The synagogue’s rich history dates to the late 1800s, according to Lynette Lederman, executive assistant to City Councilman Corey O’Connor and former president of the congregation. Over the years, demographics have changed, but Pittsburgh’s Jewish population continues to boom. Half of them — just short of 50,000 people — live in Squirrel Hill, according to a recent study done by the Jewish Federation of Pittsburgh.

“It’s become one of the most diverse places in the country,” Lederman said. “Now we’re so infused by young families who want to live in neighborhoods like Squirrel Hill . . . demographically we are very diverse, but traditions are held very closely.”

The Jewish Federation of Greater Pittsburgh has given funding to the Jewish Community Center and the Jewish Association on Aging, according to Lederman, who is also a board member of the latter.

When Elliot Dinkin was a child, he said, Squirrel Hill was a nurturing environment that centered on the Jewish Community Center and the Hebrew day school.

He said that the neighborhood evolved over the years. Although the vibrant Jewish community has not changed, he said, individual synagogues have declined in membership. Tree of Life, for example, now rents out space to other, smaller-growing synagogues.

“There was a drop-off in the population where they couldn’t sustain themselves. When I was a kid it was unheard of because the conservative synagogue was large enough endure on its own,” he said, adding that Tree of Life’s congregation mirrored those of nearby synagogues.

The Tree of Life building houses three synagogues and has multiple communities that worship simultaneously. On Saturday, there were three ongoing services when the gunman attacked.

Squirrel Hill was also home to the late Fred Rogers, the beloved host of the long-running children’s program “Mister Rogers’ Neighborhood.” On Saturday night, a vigil was held by local high school students outside Tree of Life. The crowd spread down the streets to Murray and Forbes avenues.

"It was overwhelming. There must have been at least 10,000 people,” said William Isler, former chief executive and producer at The Fred Rogers Company. “I’m sure [Rogers’s] presence was felt by a lot of people.”

According to an article earlier this year in the Post-Gazette, Pittsburgh’s Jewish population is less tied to organized religion than previous generations. Most Jews identify by religion, but far fewer belong to a synagogue, the article said, adding that the Reform and Conservative denominations have experienced the most significant change.

Still, even to newcomers, Squirrel Hill remains well-known as a center of Jewish culture.

Nikhil Srivasdava, 32, and his wife, Neha Aeri, 30, moved from India to Pittsburgh several years ago.
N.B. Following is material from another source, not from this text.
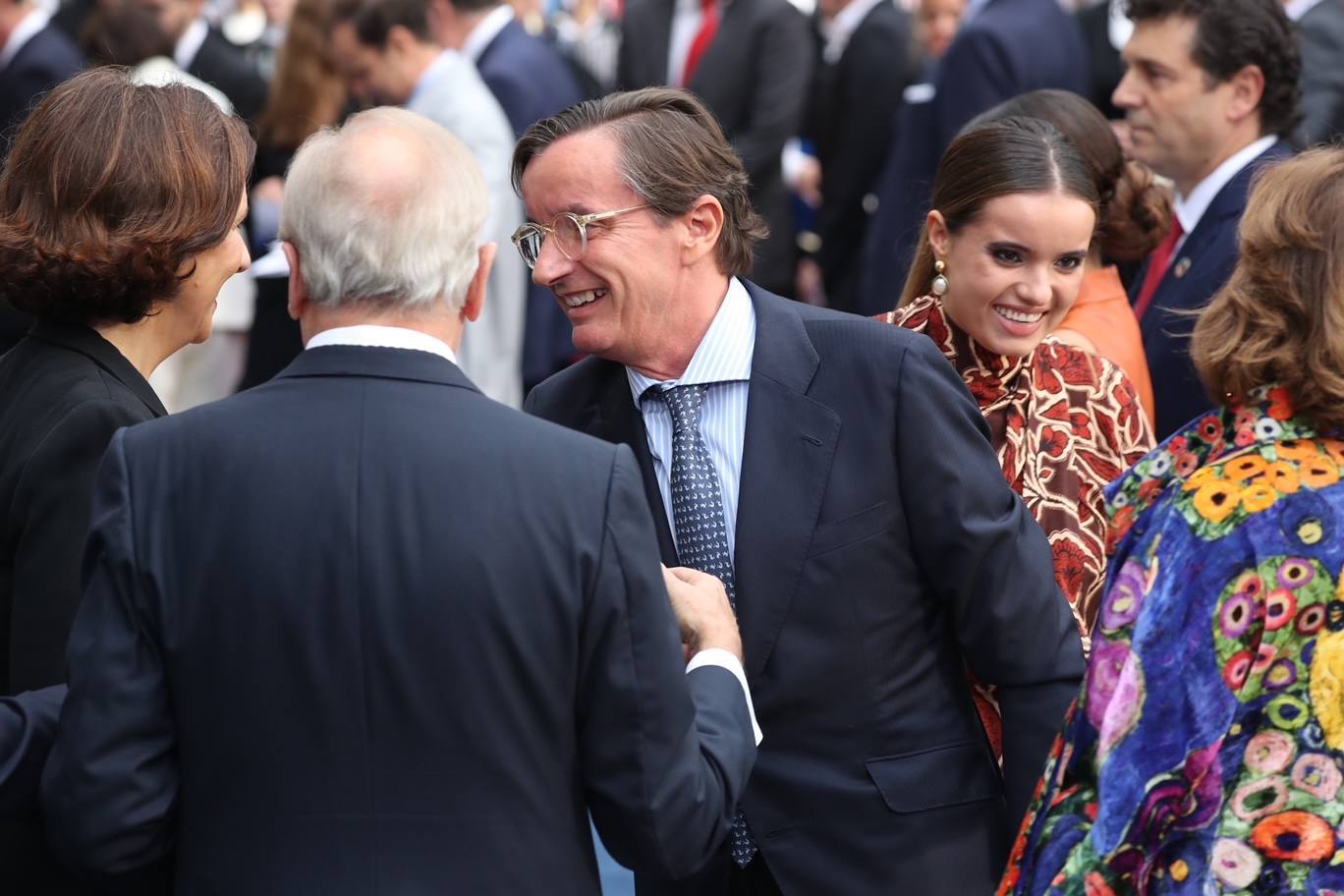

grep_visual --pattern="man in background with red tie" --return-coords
[616,0,815,296]
[1114,0,1301,439]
Like Dinkin, the couple experienced the dark side of American life on Saturday, receiving an emergency message from the University of Pittsburgh, where Aeri is enrolled in business school, warning them to stay indoors. Then they saw police cruisers and armed officers blocking off roads.

“We’ve never seen anything like this in this neighborhood. This is one of the, I would say, safest and nicest neighborhoods in Pittsburgh,” Srivasdava said. “We are not sure what to make of it.” Shootings like this, he said, don’t happen in India.
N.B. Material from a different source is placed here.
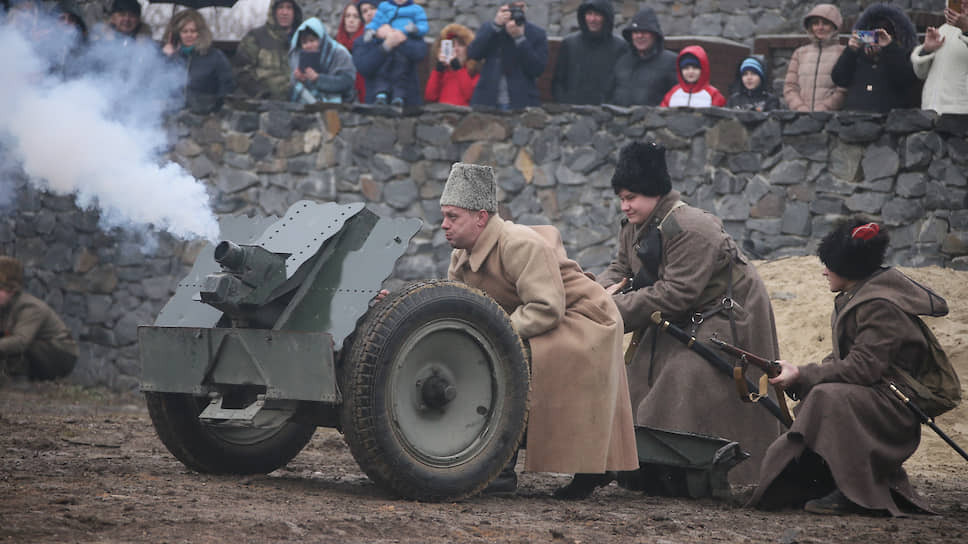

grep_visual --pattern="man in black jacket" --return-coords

By rare chance, Arnold Freedman, a 91-year-old psychologist whose group Dor Hadosh meets at Tree of Life, did not attend services Saturday. Down the block from Srivasdava, he observed the police commotion, too.

“The next thing I knew, I saw the whole street was filled with police cars,” he said. “I started looking around; I didn’t know what was going on.” Freedman turned on the news and then began receiving calls from concerned friends and family members.
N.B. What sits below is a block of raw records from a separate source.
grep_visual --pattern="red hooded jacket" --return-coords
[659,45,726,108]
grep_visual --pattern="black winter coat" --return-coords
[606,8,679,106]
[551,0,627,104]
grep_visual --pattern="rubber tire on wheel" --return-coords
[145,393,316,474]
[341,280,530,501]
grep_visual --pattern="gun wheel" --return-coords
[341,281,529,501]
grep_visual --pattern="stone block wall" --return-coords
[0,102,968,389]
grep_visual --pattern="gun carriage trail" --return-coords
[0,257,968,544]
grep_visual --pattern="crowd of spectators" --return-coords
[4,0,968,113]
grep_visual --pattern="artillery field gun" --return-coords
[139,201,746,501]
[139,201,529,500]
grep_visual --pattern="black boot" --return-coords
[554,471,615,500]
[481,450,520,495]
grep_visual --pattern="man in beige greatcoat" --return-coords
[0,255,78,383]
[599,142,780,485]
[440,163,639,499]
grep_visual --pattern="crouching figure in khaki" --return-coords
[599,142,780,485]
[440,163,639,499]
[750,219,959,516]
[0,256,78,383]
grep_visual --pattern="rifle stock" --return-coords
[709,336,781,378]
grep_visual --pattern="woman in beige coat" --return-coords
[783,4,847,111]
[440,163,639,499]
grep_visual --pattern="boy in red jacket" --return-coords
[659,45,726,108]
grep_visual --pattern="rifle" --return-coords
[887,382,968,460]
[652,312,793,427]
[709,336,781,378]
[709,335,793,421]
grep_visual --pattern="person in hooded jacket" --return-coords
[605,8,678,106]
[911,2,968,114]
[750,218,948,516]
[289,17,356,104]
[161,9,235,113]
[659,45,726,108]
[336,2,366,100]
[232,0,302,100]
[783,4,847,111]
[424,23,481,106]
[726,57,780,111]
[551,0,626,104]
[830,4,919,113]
“I’m just lucky that I’m okay,” he said. “The full impact hasn’t really hit me yet. Chances are, I know of some people who were there, who were possibly killed or injured.”

Freedman said he was frightened by the depth of anti-Semitism said to have been espoused by the alleged gunman.

“I’m just terribly saddened by it,” he said. “There’s barely a day that goes by that you don’t hear about people shooting somebody for something.”